Planned & completed upgrades & when I might do them:
- When I specc'ed this out and started the build I decided to future proof it as much as possible, so there is spare room & load capacity to change e-brakes to hydraulic disc brakes with accumulator & ABS(expensive upgrade). I may do this when towing commercial loads if I ever encounter ice, snow, scary driving conditions, etcetera-- if I calculate it substantially reduces risks.
- There's also room to do one more '+1' tire diameter up-size with higher load index but requires addition of 1/2" hub spacer with longer lug studs
- Within 90 days I will soon be adding 60 gallons fresh water + 60 gallons gray water tanks under the deck w/filla & drain ports easily accessed from the A-frame tonguer
- Soon adding a custom sheet metal, locking tool box for carrying load straps, torque bars, general tools weighing ~21 lbs
I rigged up a temporary solution using a Harbor Freight locking briefcase & magnetic couplings. I may still fab up a custom box of sandwich/aluminum construction because room is tight for all the straps and accessories.
- Soon revising the A-frame's stock spare tire coupler/mount to an angle iron based (more rigid) bar for partly under-the-deck spare storage. This will form the back rigid base of the toolbox as well. DONE. Will add pic later.

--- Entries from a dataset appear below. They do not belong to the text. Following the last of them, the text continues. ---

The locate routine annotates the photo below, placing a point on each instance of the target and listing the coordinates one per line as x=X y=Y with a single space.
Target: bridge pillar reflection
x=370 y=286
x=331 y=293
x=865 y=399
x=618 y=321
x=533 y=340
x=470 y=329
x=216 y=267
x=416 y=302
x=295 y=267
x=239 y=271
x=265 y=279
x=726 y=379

- Soon revising my under-deck water rack (trim back for Cg shift toward ideal & keep 13" as special tool racking, etc... DONE
- Soon revising the trailer jockey wheel to a 10" pneumatic, high caster European-style jockey wheel. DONE, but non-pneumatic. Will post item/ catalog # later
- Designing a power movement system for jockey wheel--not ready for release yet
But for my needs so far, I am very satisfied with this setup. The biggest risk is forgetting I'm towing a load. It's very smooth in all regards including braking.
13 October 2019 updates: The lock cylinder and vertical nipple of the Execuhitch failed in rotation, causing the nipple to fall out. This failure happened at around 1 mph, so no damage to my car. My chains engaged the load, and I pulled it to the side of the yard I was at. I had been hauling yard debris to the dump, approximately 2000 lbs.

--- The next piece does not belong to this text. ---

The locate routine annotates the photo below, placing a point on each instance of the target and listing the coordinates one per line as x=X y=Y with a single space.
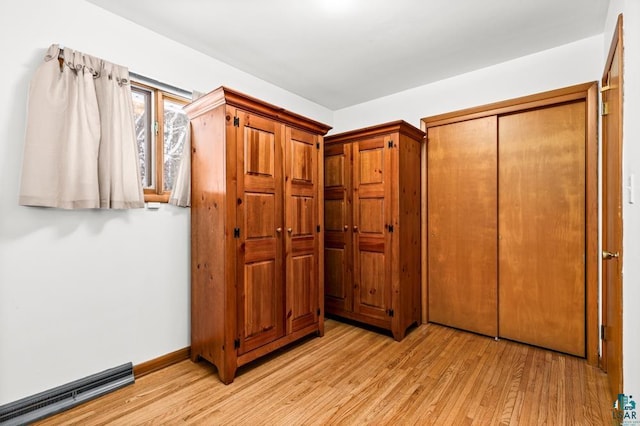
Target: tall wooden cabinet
x=372 y=225
x=256 y=229
x=512 y=220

I think there were two causes: Execuhitch design shortcomings and torque forces exerted by the Hensley hitch. 1.) The Execuhitch design depends exclusively on soft carbon, 1000-series steel. The Execuhitch has a keyed dowel pin, also soft steel. The purpose is to prevent rotation. It is a v-shaped with a U at the top which rides in a female V in the lock hitch. This is the interface that failed when the dowel pin twisted and deformed badly, also damaging the lock cylinder permanently. 2.) The Hensley hitch also induces high torque moments under very certain scenarios: when braking with low TT brake bias, or TT brakes non-functional while doing moderate turns. Lastly, though I'm not sure this contributed, I had been running the Hensley hitch without load leveler bars. The weight of the HH may have causes the keyed dowel pin to engage with the V at a less-than-ideal angle, allowing it to walk out. I will be studying this further with close measurements of angles and such at various load leveling tensions.
I replaced the Execuhitch with a Stealth Hitch. Stealth Hitch has updated the lock cylinder to be made of billet 316L Stainless Steel. All internals are also 316L. The male nipple is a larger, more robust pin design with larger engagement surfaces. I think it's a big improvement. It might not be enough on its own, but I'm going to keep a close eye on it.